Le déclin de la société de consommation (la satiété de consommation comme l’a nommée « Alternative économique ») entraîne de nouveaux besoins généralisés et fondamentaux :
- Besoin d’apprendre, de progresser
- Besoin de se cultiver, (grandir selon l’expression d’un DRH gérant 20 000 salariés)
- Besoin d’évolutions professionnelles et de carrière,
- Besoin d’accompagnements pour des reconversions professionnelles,
- Besoin de partager, de collaborer au sein du collectif travail,
- Besoin de trouver sa place dans la société des savoirs et des réseaux alors que le néo-taylorisme s’éloigne des sociétés occidentales
- Besoin enfin de comprendre et de participer à un monde complexe où l’on doit apprendre et se former tout au long de la vie
Les entreprises encore hésitantes face au DIF et à la formation tout au long de la vie, prennent un formidable risque pour leurs salariés mais aussi pour leur propre avenir économique. Comment créer des richesses et rester compétitif si l’on ne peut pas s’appuyer et mobiliser son capital humain ? Les travailleurs ne constituent plus cette main d’œuvre malléable et corvéable du XX ème siècle mais la principale richesse des organisations. Sans considérables investissements dans la formation tout au long de la vie les entreprises comme les pays ne pourront guère survivre à la crise actuelle.
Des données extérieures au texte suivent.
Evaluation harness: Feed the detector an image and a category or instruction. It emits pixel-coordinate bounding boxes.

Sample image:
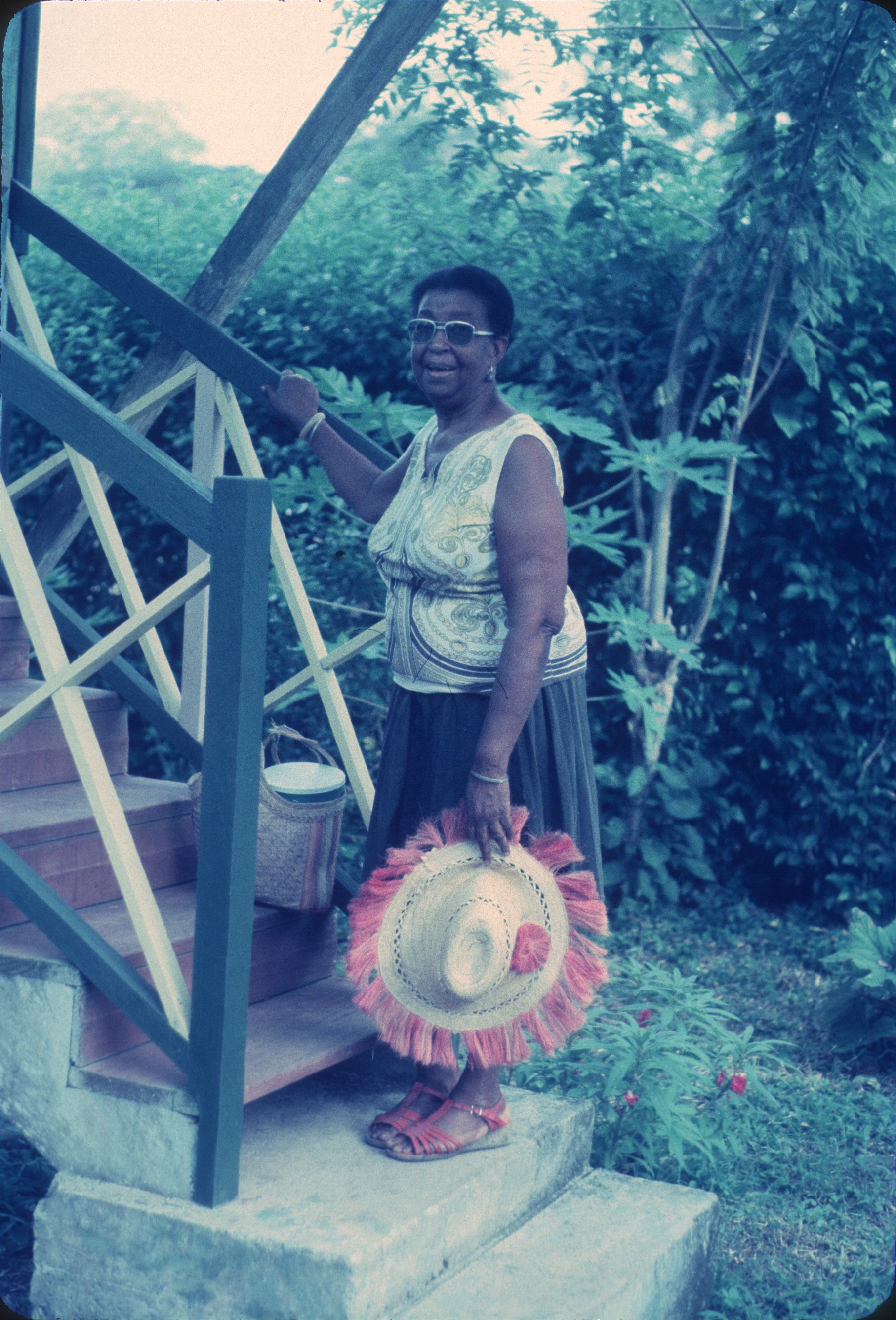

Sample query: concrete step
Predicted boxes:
[32,1051,593,1320]
[401,1169,719,1320]
[0,771,197,927]
[0,919,376,1200]
[0,595,32,681]
[0,883,336,1065]
[0,677,128,792]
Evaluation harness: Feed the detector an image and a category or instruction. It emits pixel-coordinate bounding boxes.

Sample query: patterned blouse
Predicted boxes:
[368,413,586,693]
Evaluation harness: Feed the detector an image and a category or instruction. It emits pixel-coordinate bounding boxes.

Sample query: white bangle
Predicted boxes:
[298,413,326,441]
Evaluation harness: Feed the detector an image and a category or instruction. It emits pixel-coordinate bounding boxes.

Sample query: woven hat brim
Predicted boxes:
[346,805,607,1068]
[377,842,569,1031]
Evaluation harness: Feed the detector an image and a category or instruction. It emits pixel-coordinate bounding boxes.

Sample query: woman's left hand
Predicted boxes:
[464,775,513,865]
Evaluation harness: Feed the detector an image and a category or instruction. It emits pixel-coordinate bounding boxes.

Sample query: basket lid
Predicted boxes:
[264,760,346,801]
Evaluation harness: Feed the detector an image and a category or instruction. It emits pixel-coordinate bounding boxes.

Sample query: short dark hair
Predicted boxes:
[410,265,513,339]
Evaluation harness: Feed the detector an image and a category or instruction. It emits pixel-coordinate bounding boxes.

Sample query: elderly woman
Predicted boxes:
[268,265,601,1155]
Comment pourront-elles renaître, se réinventer en permanence si elles ne parviennent toujours pas à quitter les modèle tayloriens des XIX et XX ème siècles ?
L’avenir de notre formation se trouve dans l’individu, ses envies, ses projets sociaux et professionnels et ses capacités d’apprentissages et d’innovation. Sans implication durable dans la formation au sein d’une entreprise devenue apprenante et bienveillante la création de valeurs et de richesses deviendrait impossible en occident.